Mnuchin said in an interview with CNBC that the talks he and U.S. Trade Representative Robert Lighthizer led in Washington last week with Chinese Vice Premier Liu He were "very productive". And even if they end up benefiting exporters in other countries, they also risk setting off a damaging sequence of negative effects around the world.
Countries that are expected to benefit the most from the trade war are European Union members; the United Nations study indicates that exports in the bloc are likely to grow by $70 billion. The confrontation quickly escalated, and in September 2018 the United States imposed 10% tariffs covering about $200 billion of Chinese imports, to which China retaliated by imposing tariffs on imports from the United States worth an additional $60 billion.
Trump said he has great respect for Chinese President Xi Jinping and his administration was working on a new trade deal with China.
The IIF study also found that the tariffs had done little to reduce the USA bilateral deficit with China, amid retaliatory duties from Beijing and "a large reduction in China's imports from the U.S".
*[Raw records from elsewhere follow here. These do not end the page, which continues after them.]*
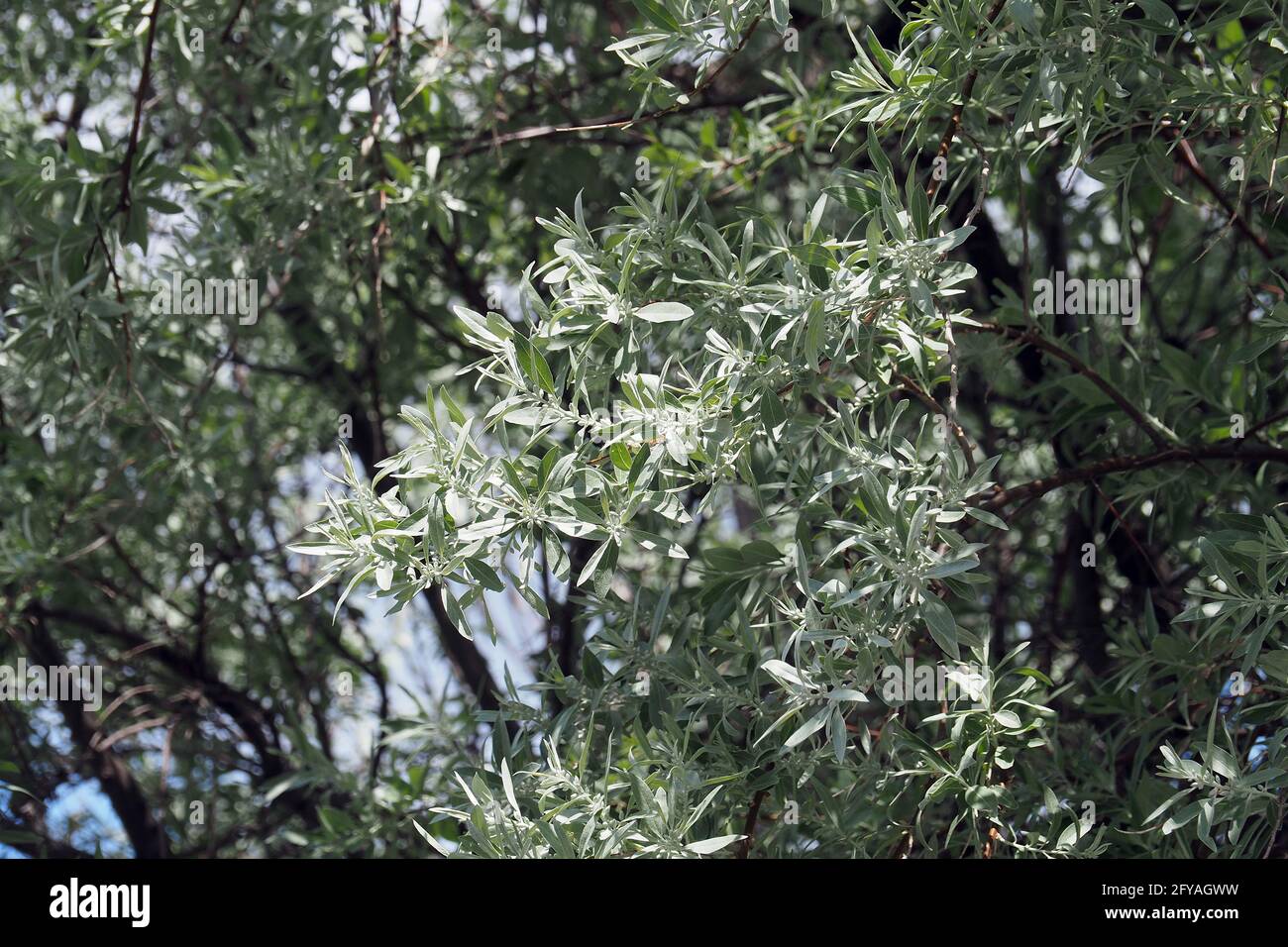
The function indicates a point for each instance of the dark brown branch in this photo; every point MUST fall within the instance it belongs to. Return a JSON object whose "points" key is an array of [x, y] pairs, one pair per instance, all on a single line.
{"points": [[1031, 338], [954, 120], [132, 149], [1000, 497]]}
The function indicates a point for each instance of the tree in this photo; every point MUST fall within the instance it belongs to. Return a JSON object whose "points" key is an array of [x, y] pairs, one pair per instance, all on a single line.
{"points": [[870, 415]]}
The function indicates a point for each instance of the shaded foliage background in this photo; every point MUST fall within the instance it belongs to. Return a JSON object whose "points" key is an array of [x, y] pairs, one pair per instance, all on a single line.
{"points": [[376, 165]]}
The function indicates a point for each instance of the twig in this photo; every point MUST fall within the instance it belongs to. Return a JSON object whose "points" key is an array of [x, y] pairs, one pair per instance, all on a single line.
{"points": [[954, 121]]}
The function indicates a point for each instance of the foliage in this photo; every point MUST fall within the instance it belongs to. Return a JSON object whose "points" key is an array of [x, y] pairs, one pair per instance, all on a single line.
{"points": [[702, 348]]}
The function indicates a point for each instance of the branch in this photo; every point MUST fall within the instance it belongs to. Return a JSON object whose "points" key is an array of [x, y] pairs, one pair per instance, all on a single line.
{"points": [[999, 497], [1196, 169], [625, 120], [954, 121], [128, 166], [1030, 338]]}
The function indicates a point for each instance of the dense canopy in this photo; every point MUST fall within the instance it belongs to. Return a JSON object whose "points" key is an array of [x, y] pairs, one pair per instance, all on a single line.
{"points": [[655, 428]]}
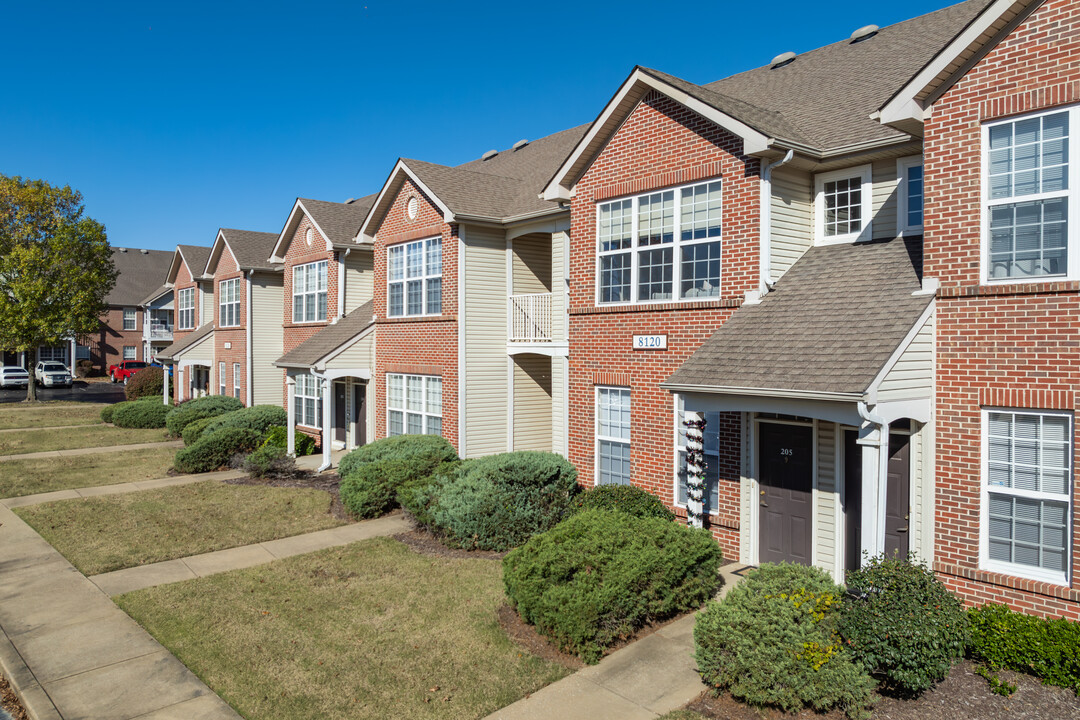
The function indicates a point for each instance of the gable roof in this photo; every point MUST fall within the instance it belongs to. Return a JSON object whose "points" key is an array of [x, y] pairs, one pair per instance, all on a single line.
{"points": [[833, 322], [138, 273], [332, 337]]}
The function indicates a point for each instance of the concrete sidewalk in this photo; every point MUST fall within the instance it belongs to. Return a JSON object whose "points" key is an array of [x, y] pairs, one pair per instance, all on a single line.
{"points": [[246, 556]]}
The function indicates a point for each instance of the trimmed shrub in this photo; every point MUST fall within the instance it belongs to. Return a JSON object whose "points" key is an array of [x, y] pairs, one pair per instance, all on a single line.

"The implications for the entire worldwide trading system will be significantly negative".
In a news conference, Coke-Hamilton quoted former U.S. Secretary of State Cordell Hull, who compared protective tariffs to "a gun that recoils on ourselves".
Bilateral talks have centered on addressing US demands for deep structural changes to China's economic and trade policies, including new protections for USA intellectual property, ending forced technology transfers, reining in China's subsidies for state industries and increasing Chinese purchases of US farm, energy and manufactured products.
In a report, the U.N. Conference on Trade and Development (UNCTAD) examined the repercussions of the tariff tit-for-tat already under way between the two trade giants, as well as the expected impact of a significant tariff hike scheduled to take effect on March 1.
The higher cost of US-China trade would prompt companies to shift away from current east Asian supply chains, but report suggests it's unlikely that US firms would pick up that business. The closest Trump came to a tech industry issue, however, was the US trade war with China.
Although these figures don't represent a large slice of global trade - which was worth about $17 trillion in 2017 - for many countries they make up a substantial share of exports.
The ongoing trade tensions initially came to a head in early 2018 when China and the United States imposed tariffs on about $50 billion of each other's goods. Japan, Mexico and Canada will each capture more than $20 billion.
"One major concern is the risk that trade tensions could spiral into currency wars, making dollar-denominated debt more hard to service", the report adds. Tariffs on American soybeans prompted Chinese importers to switch to Brazilian suppliers past year.